We lunch at a restaurant within a finely renovated Holiday Inn Wrightsville Beach where my youngest asks my parents if there are any parks nearby. "No, there's no parsley in that, just jalapeños," comes the reply from my mom, describing the corn bread we were eating, while looking out across the Atlantic Ocean. I laugh at a thought I had during a recent run. Yesterday's carpetbaggers moved south to make money by exploiting the people; today's carpetbaggers move south to save money by exploiting the government. In both cases, they moved south to make or save a buck by not giving a fuck, about others, only themselves. So it's not a surprise when the waitress asks if it will be separate checks: the default is to pay one's own way.

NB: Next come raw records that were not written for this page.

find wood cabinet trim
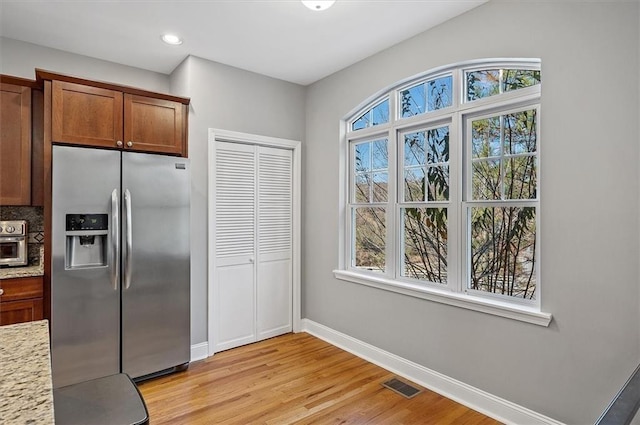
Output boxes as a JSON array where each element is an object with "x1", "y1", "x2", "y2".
[
  {"x1": 36, "y1": 69, "x2": 190, "y2": 105},
  {"x1": 43, "y1": 80, "x2": 53, "y2": 323},
  {"x1": 31, "y1": 89, "x2": 45, "y2": 206},
  {"x1": 0, "y1": 75, "x2": 41, "y2": 89}
]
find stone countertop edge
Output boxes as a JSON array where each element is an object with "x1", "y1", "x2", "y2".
[
  {"x1": 0, "y1": 247, "x2": 44, "y2": 279},
  {"x1": 0, "y1": 320, "x2": 55, "y2": 425}
]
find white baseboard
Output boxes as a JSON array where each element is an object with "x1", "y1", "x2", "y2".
[
  {"x1": 301, "y1": 318, "x2": 563, "y2": 425},
  {"x1": 190, "y1": 341, "x2": 209, "y2": 362}
]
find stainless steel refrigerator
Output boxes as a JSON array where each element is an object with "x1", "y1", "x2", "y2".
[{"x1": 51, "y1": 145, "x2": 190, "y2": 389}]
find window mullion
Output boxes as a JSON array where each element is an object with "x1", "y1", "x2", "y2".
[
  {"x1": 387, "y1": 129, "x2": 397, "y2": 279},
  {"x1": 500, "y1": 114, "x2": 505, "y2": 200},
  {"x1": 346, "y1": 142, "x2": 354, "y2": 269},
  {"x1": 447, "y1": 111, "x2": 461, "y2": 293}
]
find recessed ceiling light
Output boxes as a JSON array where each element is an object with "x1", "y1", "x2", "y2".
[
  {"x1": 161, "y1": 34, "x2": 183, "y2": 45},
  {"x1": 301, "y1": 1, "x2": 335, "y2": 11}
]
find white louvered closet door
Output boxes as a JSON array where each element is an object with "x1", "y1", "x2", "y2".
[
  {"x1": 256, "y1": 146, "x2": 293, "y2": 341},
  {"x1": 213, "y1": 142, "x2": 292, "y2": 352}
]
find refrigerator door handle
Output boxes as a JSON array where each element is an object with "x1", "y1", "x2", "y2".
[
  {"x1": 111, "y1": 189, "x2": 119, "y2": 291},
  {"x1": 124, "y1": 189, "x2": 133, "y2": 290}
]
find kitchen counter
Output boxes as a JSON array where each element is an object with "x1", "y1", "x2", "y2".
[
  {"x1": 0, "y1": 320, "x2": 54, "y2": 425},
  {"x1": 0, "y1": 247, "x2": 44, "y2": 279}
]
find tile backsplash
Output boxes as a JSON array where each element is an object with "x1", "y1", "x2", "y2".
[{"x1": 0, "y1": 206, "x2": 44, "y2": 265}]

After spending a few days on the West Coast for work while my kids remained in the spoiled glory of their grandparents, I return back to my parents’ house. I take the day off to spend time with my parents. My mom has a doctor's appointment; my dad and I take the girls down to a local beach town for lunch by the water. The wind blows hard across the bay, but not hard enough to keep the birds at bay. They attack dropped food, fries in particular.
We finish our meal and walk to the park nearby. A set of swings, really park benches attached to chains, are spotted by the girls. They jog across with the first sign of a free swing. My dad - their grandfather - would have given them a push were they younger. But they're not. Instead, they rock their legs back and forth creating moments of movement. Unprompted, my oldest takes her right hand and places it above her head in the shape of a backwards "C", my youngest its mirror, connecting the two. A heart, the sky and the sea, framed.

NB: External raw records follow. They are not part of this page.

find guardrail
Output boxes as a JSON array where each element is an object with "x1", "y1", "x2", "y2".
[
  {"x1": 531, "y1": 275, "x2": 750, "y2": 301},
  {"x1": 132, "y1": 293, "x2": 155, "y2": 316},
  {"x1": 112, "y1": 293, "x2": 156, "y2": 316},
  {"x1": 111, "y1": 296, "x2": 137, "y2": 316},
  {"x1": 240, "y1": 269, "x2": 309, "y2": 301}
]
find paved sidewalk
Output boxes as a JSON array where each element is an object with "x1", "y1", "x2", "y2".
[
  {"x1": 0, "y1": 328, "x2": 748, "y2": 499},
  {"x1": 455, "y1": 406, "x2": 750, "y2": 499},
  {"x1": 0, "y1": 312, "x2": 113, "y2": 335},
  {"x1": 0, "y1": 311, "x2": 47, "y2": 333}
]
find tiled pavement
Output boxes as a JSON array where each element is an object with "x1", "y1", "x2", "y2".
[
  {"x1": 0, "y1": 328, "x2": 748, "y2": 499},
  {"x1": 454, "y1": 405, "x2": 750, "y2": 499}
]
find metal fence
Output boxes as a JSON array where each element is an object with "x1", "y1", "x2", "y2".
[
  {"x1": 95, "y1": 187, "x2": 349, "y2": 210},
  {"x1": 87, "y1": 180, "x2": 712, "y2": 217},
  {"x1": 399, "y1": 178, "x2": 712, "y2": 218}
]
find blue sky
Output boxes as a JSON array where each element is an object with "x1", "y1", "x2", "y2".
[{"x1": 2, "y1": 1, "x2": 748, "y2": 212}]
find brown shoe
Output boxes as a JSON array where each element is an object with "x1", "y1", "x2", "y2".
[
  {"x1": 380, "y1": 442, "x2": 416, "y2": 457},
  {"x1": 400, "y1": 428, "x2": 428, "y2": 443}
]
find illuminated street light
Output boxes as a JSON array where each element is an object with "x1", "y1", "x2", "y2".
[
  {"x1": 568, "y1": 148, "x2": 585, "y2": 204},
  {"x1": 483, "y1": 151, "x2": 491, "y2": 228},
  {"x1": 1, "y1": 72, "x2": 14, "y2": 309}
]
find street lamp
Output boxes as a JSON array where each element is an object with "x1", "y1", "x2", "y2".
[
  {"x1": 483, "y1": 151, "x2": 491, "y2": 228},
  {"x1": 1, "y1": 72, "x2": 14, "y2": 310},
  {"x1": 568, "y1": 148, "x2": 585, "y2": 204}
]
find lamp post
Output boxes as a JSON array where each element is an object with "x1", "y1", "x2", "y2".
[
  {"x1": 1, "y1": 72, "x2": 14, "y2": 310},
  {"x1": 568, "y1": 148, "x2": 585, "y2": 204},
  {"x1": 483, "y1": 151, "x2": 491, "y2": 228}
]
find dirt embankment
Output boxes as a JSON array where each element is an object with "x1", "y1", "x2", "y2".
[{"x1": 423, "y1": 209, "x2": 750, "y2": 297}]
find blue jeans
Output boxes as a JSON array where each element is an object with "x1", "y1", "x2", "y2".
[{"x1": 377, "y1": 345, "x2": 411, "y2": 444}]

We leave the next morning, early. The girls get ready without incident. We're on the road at 6:18am. I hug my parents, tell them I love them, we say our goodbyes. We depart. And what started unresolved, remains so, despite the thoughts in my head, the words written and opportunities presented. Next time, things will be different. I have a plan. Step one is writing this piece. Step two will be to...
Slippery When Wet, of course.
As some readers will know, he’s got a knife.
Note: I wanted to put an interrobang here, but refrained.
Also the name of a terrific Jason Isbell & the 400 Unit song, that I played on the drive home when thinking about elements of this essay.